Una ricerca che rifiuta il barocco e il formalismo in nome dell’armonia tra natura ed essere umano. E un impegno costante nella politica. L’opera di Zevi, in mostra al MAXXI di Roma, può servire per riaccendere il dibattito in Italia

Si è scelto il giorno della Liberazione per inaugurare la mostra in occasione del centenario della nascita di Bruno Zevi. E non è un caso, vista la forza del personaggio che si è speso per tutta la vita tra architettura, politica e ricerca culturale. L’occasione è al MAXXI di Roma con Gli architetti di Zevi. Storia e controstoria dell’architettura italiana 1944-2000. Curata da Pippo Ciorra e Jean Louis Cohen e dedicata al grande critico, docente, politico, architetto che attraverso la sua attività teorica di storico e intellettuale ha influenzato almeno due generazioni di appassionati ed addetti ai lavori, la mostra è realizzata in collaborazione con la Fondazione Bruno Zevi. Con materiale proveniente da istituzioni nazionali e da archivi privati, ripercorre gran parte dell’attività dello studioso nell’Italia del dopoguerra attraverso il lavoro di 38 dei “suoi” architetti tra cui Carlo Scarpa, Pier Luigi Nervi, Renzo Piano, Franco Albini, Giovanni Michelucci, Mario Ridolfi, Maurizio Sacripanti, Carlo Mollino e Luigi Pellegrin.

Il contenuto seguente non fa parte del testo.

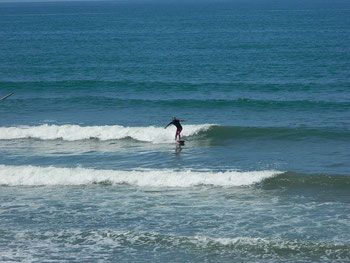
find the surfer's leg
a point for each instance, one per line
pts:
(178, 131)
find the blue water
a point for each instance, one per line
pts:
(88, 174)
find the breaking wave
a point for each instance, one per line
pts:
(155, 134)
(115, 132)
(35, 176)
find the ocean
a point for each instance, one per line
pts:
(89, 174)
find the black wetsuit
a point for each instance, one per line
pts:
(177, 124)
(178, 127)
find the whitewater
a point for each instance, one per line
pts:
(104, 133)
(36, 176)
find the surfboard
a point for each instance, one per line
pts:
(181, 142)
(3, 98)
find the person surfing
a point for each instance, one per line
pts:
(178, 126)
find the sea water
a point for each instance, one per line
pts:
(88, 174)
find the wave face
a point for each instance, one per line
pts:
(115, 132)
(33, 175)
(159, 135)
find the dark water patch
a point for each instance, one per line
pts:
(224, 133)
(127, 85)
(295, 180)
(153, 101)
(172, 246)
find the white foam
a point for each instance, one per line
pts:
(34, 175)
(115, 132)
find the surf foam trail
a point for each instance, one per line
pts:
(35, 176)
(115, 132)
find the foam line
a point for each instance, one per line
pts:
(116, 132)
(34, 175)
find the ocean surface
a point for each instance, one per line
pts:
(89, 174)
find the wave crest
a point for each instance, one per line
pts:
(115, 132)
(34, 175)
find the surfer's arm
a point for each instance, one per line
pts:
(168, 125)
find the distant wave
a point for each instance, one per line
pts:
(155, 134)
(115, 132)
(34, 175)
(186, 103)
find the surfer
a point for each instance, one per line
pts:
(176, 122)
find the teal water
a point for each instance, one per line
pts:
(88, 174)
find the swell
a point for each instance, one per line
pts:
(104, 101)
(153, 134)
(296, 180)
(121, 85)
(221, 133)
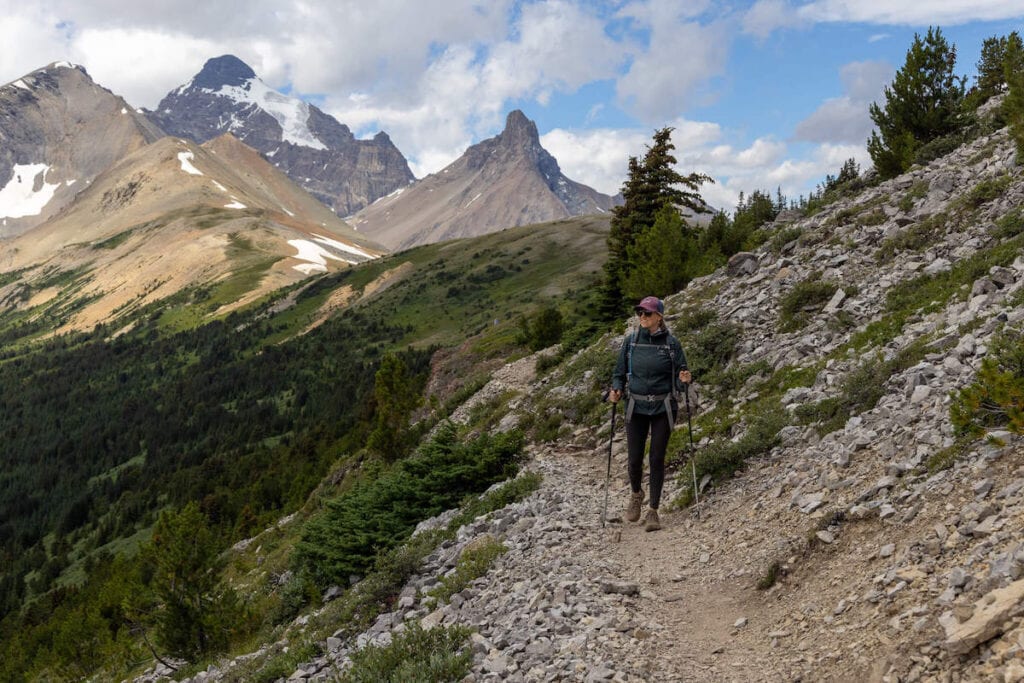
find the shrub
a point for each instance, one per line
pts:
(916, 237)
(803, 301)
(723, 459)
(876, 217)
(544, 329)
(378, 514)
(1010, 225)
(985, 191)
(415, 655)
(784, 237)
(711, 348)
(996, 396)
(474, 561)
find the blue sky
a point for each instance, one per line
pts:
(762, 93)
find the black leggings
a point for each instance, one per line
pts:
(636, 436)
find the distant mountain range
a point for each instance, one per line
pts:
(101, 212)
(320, 154)
(104, 214)
(501, 182)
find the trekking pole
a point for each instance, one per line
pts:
(607, 478)
(693, 463)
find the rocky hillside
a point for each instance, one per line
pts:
(311, 147)
(860, 539)
(58, 130)
(501, 182)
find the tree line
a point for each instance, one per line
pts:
(656, 245)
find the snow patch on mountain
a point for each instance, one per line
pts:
(342, 247)
(19, 197)
(314, 255)
(291, 113)
(186, 166)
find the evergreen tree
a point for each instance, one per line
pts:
(1013, 104)
(922, 103)
(991, 79)
(194, 619)
(659, 257)
(395, 396)
(650, 184)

Allestita come un grande studio con tavoli, mensole e librerie, propone disegni, plastici e materiale audiovisivo e sottolinea soprattutto l’importanza della relazione tra politica e architettura, temi a lui molto cari e che hanno segnato tutta la sua vita. Nato a Roma da famiglia italiana di religione ebraica, abbandona il Paese nel 1938 dopo l’emanazione delle leggi razziali da parte del regime fascista. Si reca a Londra e poi negli Stati Uniti dove fa degli incontri importanti. Zevi infatti si laurea in Architettura ad Harvard presso la Graduate school of design diretta in quegli anni da Walter Gropius anch’egli lontano dall’Europa. Inoltre, ha modo di conoscere direttamente Frank Lloyd Wright e la sua opera che segna in maniera indelebile il suo percorso formativo.